After a nasty falling out with the studio, Kinison abandoned the project and was summarily sued for breach of contract. Though Atuk didn’t stall because of Kinison’s death, the comedian/actor died unexpectedly four years later in a tragic car accident.

But Kinison and Belushi would not remain the only two performers associated with Atuk that would meet an early demise. SCTV star and actor John Candy was given the script in the early 1990s and was interested in playing the role of the Inuit hunter in what could have been a great “fish out of water” story.

Sadly, the Planes, Trains, and Automobiles star died of a heart attack in 1994.

O’Donoghue And Farley

Following Candy’s death, actor Michael O’Donoghue was a consideration. Briefly. Before he could get far into Atuk‘s script, the Saturday Night Live actor and writer died of a brain hemorrhage.

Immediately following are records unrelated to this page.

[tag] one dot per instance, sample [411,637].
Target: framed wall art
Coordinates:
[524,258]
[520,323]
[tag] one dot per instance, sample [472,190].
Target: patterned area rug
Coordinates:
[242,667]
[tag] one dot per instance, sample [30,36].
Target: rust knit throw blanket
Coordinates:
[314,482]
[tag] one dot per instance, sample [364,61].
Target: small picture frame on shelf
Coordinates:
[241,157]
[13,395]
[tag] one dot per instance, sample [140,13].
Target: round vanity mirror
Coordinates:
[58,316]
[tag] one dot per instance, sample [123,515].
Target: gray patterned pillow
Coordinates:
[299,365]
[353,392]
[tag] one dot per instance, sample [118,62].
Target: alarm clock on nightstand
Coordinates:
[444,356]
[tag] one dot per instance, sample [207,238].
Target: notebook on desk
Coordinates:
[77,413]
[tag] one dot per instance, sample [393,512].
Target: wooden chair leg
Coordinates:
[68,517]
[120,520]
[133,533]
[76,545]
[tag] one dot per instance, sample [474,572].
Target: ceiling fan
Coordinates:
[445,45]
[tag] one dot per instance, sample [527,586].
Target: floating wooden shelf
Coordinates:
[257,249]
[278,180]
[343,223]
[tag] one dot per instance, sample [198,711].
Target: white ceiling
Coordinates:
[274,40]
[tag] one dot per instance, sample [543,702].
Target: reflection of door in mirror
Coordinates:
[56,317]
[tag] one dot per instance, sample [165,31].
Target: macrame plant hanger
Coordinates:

Believers in the curse over Atuk say that it didn’t stop there, either. Rumors of comedian Chris Farley‘s interest in the stalled production was swirling around Hollywood when the actor died of a drug overdose in 1997. Though Farley wasn’t officially cast in the role, some superstitious people still attribute his untimely death with the doomed script.

Phil Hartman

The last performer that is rumored to be a victim of the Atuk production is the late Phil Hartman. While his interest in the script cannot be gauged with any official certainty, it’s widely rumored that Farley showed his friend Hartman the screenplay not long before his death. Hartman, the star of News Radio and iconic member of the Saturday Night Live cast, was murdered in 1998 by his wife.

Will We Ever See Atuk?

Will the film Atuk ever get made? It’s certainly not the only screenplay that showed promise and was summarily shelved. But whether there’s an actual curse on the production or if the deaths of six comedic actors are sheer coincidence remains a point that’s still argued amongst fans to this day.